From 2006 to 2014, the teen birth rate declined 41 percent. In 2014, there were 24.2 births for every 1,000 adolescent females — the lowest rate ever recorded.
The biggest decline was among Hispanic and black teens, whose birth rates dropped by almost half since 2006. Yet even with that dramatic reduction, they still remain twice as likely to give birth in their teens as their white peers.
“One of the nation’s great success stories of the past two decades has been the historic declines in teen pregnancy and childbearing,” said Bill Albert, spokesman for the National Campaign To Prevent Teen and Unplanned Pregnancy. “Since peaking in the early 1990s, we have seen declines nationally, in all 50 states, and among all racial and ethnic groups. It’s truly remarkable progress on an issue that many once considered intractable.”

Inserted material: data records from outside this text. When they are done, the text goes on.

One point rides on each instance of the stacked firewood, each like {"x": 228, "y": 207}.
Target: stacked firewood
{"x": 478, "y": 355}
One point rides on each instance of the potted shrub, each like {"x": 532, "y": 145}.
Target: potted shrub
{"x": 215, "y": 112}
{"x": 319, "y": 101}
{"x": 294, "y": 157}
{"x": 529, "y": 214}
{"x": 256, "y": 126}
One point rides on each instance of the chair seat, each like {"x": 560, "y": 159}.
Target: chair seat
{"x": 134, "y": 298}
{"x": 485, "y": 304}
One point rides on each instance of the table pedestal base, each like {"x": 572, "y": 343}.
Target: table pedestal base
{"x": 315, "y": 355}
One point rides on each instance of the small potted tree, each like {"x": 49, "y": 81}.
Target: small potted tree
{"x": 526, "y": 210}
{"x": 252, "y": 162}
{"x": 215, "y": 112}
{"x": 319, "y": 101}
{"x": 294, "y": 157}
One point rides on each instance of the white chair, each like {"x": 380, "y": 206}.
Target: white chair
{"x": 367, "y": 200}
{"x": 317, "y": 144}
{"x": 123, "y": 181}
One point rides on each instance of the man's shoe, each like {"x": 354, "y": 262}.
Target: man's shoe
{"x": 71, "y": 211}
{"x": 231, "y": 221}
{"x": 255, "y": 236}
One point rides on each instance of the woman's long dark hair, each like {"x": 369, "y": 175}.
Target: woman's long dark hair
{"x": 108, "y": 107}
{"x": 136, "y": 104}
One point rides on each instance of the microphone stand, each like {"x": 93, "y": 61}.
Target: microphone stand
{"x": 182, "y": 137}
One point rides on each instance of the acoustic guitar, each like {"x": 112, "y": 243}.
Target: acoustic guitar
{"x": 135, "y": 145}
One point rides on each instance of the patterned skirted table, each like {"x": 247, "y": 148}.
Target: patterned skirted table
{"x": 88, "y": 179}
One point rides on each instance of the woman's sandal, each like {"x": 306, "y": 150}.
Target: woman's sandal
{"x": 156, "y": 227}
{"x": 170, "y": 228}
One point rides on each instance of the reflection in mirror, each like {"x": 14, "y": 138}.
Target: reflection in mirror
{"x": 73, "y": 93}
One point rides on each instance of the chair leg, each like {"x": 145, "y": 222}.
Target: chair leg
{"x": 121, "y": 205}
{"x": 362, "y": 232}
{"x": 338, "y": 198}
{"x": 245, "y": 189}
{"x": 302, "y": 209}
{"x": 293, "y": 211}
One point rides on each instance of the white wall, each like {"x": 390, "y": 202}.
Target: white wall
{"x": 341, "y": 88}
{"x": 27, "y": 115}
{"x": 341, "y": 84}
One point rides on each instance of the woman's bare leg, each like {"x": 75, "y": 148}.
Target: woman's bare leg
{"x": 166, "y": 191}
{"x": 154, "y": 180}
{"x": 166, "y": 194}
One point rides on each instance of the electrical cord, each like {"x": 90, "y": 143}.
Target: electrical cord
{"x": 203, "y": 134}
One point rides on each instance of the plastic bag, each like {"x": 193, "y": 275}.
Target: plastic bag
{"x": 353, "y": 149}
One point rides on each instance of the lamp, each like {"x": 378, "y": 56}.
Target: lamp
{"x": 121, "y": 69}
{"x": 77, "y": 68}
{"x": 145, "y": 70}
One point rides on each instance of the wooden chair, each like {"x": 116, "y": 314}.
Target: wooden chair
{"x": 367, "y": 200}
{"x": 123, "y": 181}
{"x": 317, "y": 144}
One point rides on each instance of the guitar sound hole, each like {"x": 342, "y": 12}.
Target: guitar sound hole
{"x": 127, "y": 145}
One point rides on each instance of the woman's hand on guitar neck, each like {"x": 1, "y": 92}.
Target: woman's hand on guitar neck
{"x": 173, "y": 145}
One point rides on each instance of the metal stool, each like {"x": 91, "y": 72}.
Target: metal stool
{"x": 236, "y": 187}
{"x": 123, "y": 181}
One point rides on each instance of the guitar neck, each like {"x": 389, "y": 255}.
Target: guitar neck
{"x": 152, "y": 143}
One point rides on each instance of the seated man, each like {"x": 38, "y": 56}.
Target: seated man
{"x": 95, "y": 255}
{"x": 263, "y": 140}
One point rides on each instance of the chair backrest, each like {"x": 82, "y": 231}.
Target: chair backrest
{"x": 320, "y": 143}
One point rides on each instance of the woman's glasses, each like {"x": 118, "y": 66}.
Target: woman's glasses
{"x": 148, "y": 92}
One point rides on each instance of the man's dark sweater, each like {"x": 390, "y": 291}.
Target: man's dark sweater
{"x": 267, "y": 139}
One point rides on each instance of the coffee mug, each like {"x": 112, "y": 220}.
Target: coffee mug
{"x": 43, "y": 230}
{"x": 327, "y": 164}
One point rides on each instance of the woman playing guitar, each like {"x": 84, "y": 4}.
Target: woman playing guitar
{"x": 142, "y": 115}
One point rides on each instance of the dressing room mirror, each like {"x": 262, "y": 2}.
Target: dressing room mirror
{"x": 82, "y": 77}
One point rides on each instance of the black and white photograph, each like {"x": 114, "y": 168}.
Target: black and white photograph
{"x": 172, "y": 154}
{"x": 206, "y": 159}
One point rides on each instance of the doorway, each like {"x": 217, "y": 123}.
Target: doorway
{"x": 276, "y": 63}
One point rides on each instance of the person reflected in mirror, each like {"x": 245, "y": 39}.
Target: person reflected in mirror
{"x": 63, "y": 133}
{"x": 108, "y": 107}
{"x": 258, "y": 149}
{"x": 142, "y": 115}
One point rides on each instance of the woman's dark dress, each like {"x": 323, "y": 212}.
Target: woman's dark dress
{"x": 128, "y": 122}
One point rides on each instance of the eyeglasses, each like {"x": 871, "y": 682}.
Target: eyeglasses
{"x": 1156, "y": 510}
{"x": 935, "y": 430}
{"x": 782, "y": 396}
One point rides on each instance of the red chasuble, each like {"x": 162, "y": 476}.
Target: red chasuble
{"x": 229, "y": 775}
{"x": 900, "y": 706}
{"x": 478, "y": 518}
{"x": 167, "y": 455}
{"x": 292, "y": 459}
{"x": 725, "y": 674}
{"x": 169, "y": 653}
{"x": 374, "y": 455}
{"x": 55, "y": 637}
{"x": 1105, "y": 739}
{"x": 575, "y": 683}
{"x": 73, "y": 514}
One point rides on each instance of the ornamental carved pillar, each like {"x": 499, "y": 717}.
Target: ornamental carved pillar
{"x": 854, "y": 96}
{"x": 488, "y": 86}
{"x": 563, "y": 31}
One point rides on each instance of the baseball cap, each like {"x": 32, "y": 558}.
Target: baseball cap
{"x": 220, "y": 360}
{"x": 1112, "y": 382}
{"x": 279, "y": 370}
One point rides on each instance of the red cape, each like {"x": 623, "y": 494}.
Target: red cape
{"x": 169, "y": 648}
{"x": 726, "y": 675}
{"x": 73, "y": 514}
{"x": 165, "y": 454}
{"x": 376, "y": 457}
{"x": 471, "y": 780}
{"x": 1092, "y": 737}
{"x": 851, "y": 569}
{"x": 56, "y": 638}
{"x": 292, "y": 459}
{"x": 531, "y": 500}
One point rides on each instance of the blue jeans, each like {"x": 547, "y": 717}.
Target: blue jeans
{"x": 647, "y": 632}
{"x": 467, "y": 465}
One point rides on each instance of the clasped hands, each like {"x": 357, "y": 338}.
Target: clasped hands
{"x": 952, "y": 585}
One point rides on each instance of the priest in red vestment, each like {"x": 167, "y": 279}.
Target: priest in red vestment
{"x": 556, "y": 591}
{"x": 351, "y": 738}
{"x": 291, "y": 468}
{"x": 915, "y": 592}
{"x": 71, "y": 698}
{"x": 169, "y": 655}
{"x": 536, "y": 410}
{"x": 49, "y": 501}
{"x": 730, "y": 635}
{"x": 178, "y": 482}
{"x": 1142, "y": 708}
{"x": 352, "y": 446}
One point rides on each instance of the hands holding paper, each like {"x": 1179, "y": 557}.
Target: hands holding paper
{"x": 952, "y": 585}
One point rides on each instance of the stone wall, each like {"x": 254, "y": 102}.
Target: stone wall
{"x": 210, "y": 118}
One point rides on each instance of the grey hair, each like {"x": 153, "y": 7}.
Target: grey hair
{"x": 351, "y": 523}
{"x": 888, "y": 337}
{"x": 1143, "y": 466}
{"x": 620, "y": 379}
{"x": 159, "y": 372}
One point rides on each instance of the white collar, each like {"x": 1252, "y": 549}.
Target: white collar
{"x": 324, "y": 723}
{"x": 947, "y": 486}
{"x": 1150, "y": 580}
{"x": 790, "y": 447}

But, he said, the report is also a sobering reminder of the challenges ahead.
“The gap is narrowing, but profound disparities remain,” he said. “Even with these remarkable declines, African-American teens and Latino teens are far more likely to become pregnant at a time in their life when they say they don’t want to.”
He credited the reduction in births to teens having less sex and more consistent use of contraception. CDC Director Tom Frieden applauded the country’s progress, but said that too many teens are still having babies.
“By better understanding the many factors that contribute to teen pregnancy we can better design, implement, evaluate, and improve prevention interventions and further reduce disparities,” he said in a statement.
The CDC also found that in some states that boast relatively low teen birth rates, pockets with high birth rates persist and require extra attention. Many counties with the highest teen birth rates were located in the South and Southwest.
“These data underscore that the solution to our nation’s teen pregnancy problem is not going to be a one-size-fits-all – teen birth rates vary greatly across state lines and even within states,” Lisa Romero, the lead author of the analysis, said in the statement. “We can ensure the success of teen pregnancy prevention efforts by capitalizing on the expertise of our state and local public health colleagues. Together, we can work to implement proven prevention programs that take into account unique, local needs.”
Teen births are estimated to cost the U.S. approximately $9.4 billion each year. Having a child as a teen has been associated with a slew of negative outcomes for both the mother and her child. Teen girls who have babies are less likely to graduate high school, and are more likely to be poor as adults, according to the U.S. Department of Health & Human Services.